I was thinking about what’s wrong with Sierra (see my previous post), and I realized that it mostly sounded like someone asked a CS100 student for a list of things they disliked about C. This immediately led me to consider if that’s ever a good idea. Should we ever ask users — especially novice users — about how to improve a product. While my initial reaction is, “definitely not”; my second reaction is more considered. There are times and places where the opinion of experienced users is deficient — they don’t expect anything but what their used to getting. But the danger with novices is that they make short-sighted decisions based on an incomplete understanding of the problem.
It’s moments like these that I ponder the recent success of Apple. Apparently, a couple of people (Jobs & Ive) guided them to the top of the gadget industry based on their insights. It appears to me, what you really need is the input of a few people with very good “taste”. Jobs had great taste in gadgets. Ives has great design taste. To design a new programming language, I’d want the input of people with great programming taste. I have ideas of who I’d ask among my friends, but I wouldn’t go on my tastes. I’m too ingrained in the C/Objective-C camp to be of any use to anyone in terms of new paradigms in programming.

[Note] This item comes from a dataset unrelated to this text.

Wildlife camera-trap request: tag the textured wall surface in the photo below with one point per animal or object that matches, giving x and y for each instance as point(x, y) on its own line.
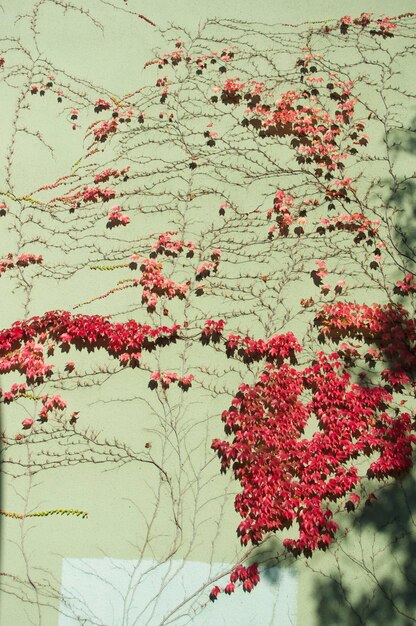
point(136, 183)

My background and experience tell me that design by committee, or worse design by focus-group, does not produce great solutions. At best, “design by mob”, produces large and possibly diverse solutions. A quick look at most open-source projects/fork-fests shows the results of such efforts.
Any design effort requires two things: great insight and clear leadership. A sufficient amount of one can make up for a minor lack in the other, but eventually both need to be there.